My ex-husband and I went (prior to IC diagnosis, about 5-6 yrs ago), please don't let that scare you, he's not my ex because of the counselling, lol. I found it very helpful. He only went once with me, and that was to the first session, and it did improve things, even though he didn't stick to it. I continued to go though, one on one, until I just couldn't afford it any longer and am soooo glad I went. It helped ME and I was better equipped to deal with things, ex even noticed a change in me, not that he was really happy about it, I was a much more vocal and strong person, I was thrilled. So, if he's as willing as he is, give it shot, you may get more than you counted on in surprising ways. :) I know dealing with in-laws can be really tough, believe me. I wasn't really liked from the get-go, just because I wasn't the first wife, they loved her. I didn't stand a chance, and he didn't help me out in that dept very well at all. At least though, I didn't have to deal with them very often, cause they drove him crazy too, so it wasn't too stressful.
Well, anyway, I say give it a shot, at the very least you'll walk from it feeling better about you, and that's always a good thing!
01-26-2005, 09:40 AM
Thanks you guys!! I feel better already. I'll give it a shot and let you know once I've been how it goes. I found one that deals with chronic illness and I think in our situation that is important.
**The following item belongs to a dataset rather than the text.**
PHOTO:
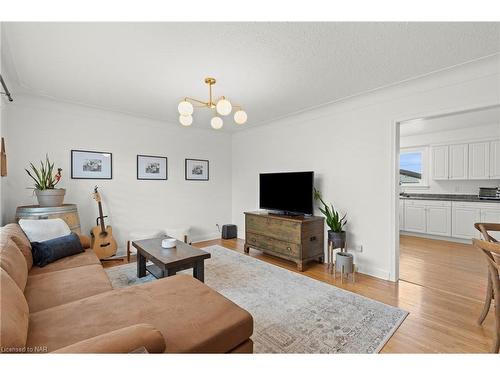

Keep you posted and thanks again.
01-26-2005, 11:49 AM
Here is my offering. Based soley on your post and the snippet of what goes on "daily" in your home and your heart, I strongly suggest this. I have not done this, but I do know the inlaw problem and it can wreck a marriage. I think if your husband has asked its great. Also, don't assume all is about your IC, speaking from experience I suspect there were issues before IC and other ones present as well. I think any marriage worth saving is worth some hard work and learning that two people are involved. The hardest thing in the world to learn is not being right all the time and counseling teaches you how to constructively deal with those issues that always seem to be there. It's a great tool and I agree with KIM (VM) do some research and find one that suits both of you. Sounds like a special guy who cares enough to work on the "glitches". :)
01-26-2005, 12:37 PM
I have counseled others on many types of issues and worked with counselors myself. Like everyone has said, you have to find a counselor/therapist that is impartial and also knowledgeable in working with people who have chronic illnesses. If you have a pain management center, the may know of someone to recommend. I think that is important because they can explain things to your husband in a way that he may understand better. Luckily, my current husband is very understanding. My ex and his family were not supportive of me while we were married. I was not as sick at that time and I don't think I could have handled being with him the way I feel now. Do not let them make you feel guilty because you probably feel that enough on your own. That will just make you feel worse. Good luck with everything.
01-28-2005, 02:23 AM
My husband and I went to counseling because of his parents. I was ready to walk out of the marriage. His entire family is overly critical of me, they have even went as far as to make things up about me, and yet my husband was always very supportive of them, not me. The counseler helped my husband to see this. Things are better between us now, not perfect, but some progress has been made.
If you need to vent about your in-laws you can send me a private message, I will understand, venting helps!!! I have the in-laws from :evilsmile, I know!
01-28-2005, 02:34 AM
I absolutely agree with the others. So many times, only the wife will go and even that helps. Having your husband willing and suggesting this step is very good --- it means he wants to make things better for both of you.
I worked with a marriage and family counselor and saw how much it helped many people.